In order for an applicant to qualify under the Immigrant Investor Program, three basic requirements must be met:
- The Investment must be in a New Commercial Enterprise: any for-profit activity formed for the ongoing conduct of lawful business such as: a Sole Proprietorship, Partnership (whether limited or general), Holding Company (and its wholly owned subsidiaries, provided that each such subsidiary is engaged in a for-profit activity formed for the ongoing conduct of a lawful business), Joint Venture, Corporation, and Business Trust or other entity, which may be publicly or privately owned. (Does not include noncommercial activity such as owning and operating a personal residence.)
This does include a troubled business that has been in existence for at least two years and has incurred a net loss during the 12- or 24-month period prior to the immigrant investor’s priority date. The loss for this period must be at least 20 percent of the troubled business’ net worth prior to the loss. Successors in interest to the troubled business will be deemed to have been in existence for the same period of time as the business they succeeded.
The Investment Amount must be at least $1 million (or $500,000 in certain cases). However, $500,000 is acceptable if the business is situated in a “targeted” employment area, i.e., an area that has experienced unemployment of at least 150 percent of the national average rate, or a rural area. (Investment capital cannot be borrowed.)
- The Investment must contribute to Job Creation or Job Preservation for at least 10 full-time jobs for qualifying U.S. workers (citizens and permanent residents) within two years (or under certain circumstances, within a reasonable time after the two-year period) of the immigrant investor’s admission to the United States as a Conditional Permanent Resident.

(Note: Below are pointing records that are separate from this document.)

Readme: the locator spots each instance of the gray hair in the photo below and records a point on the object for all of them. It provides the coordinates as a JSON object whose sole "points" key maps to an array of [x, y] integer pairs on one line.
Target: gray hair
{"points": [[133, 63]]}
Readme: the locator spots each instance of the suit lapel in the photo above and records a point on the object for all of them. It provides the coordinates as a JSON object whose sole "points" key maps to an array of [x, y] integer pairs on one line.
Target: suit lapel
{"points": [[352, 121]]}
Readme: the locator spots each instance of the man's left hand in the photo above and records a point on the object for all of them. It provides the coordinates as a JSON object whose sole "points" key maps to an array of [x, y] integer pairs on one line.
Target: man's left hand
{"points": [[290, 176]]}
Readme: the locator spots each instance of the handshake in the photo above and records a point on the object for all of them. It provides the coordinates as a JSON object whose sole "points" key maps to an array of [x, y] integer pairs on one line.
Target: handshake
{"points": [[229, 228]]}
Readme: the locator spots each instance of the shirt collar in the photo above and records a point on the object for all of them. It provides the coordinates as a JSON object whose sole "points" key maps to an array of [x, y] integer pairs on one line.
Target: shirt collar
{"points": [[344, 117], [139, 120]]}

These jobs may be either Direct jobs, actual identifiable jobs for qualified employees located within the commercial enterprise into which the EB-5 investor has directly invested his or her capital or Indirect jobs, actual identifiable jobs shown to have been created collaterally or as a result of the capital invested in the commercial enterprise affiliated with a Regional Center by an immigrant investor. (A foreign investor may only use the indirect job calculation if affiliated with a Regional Center.)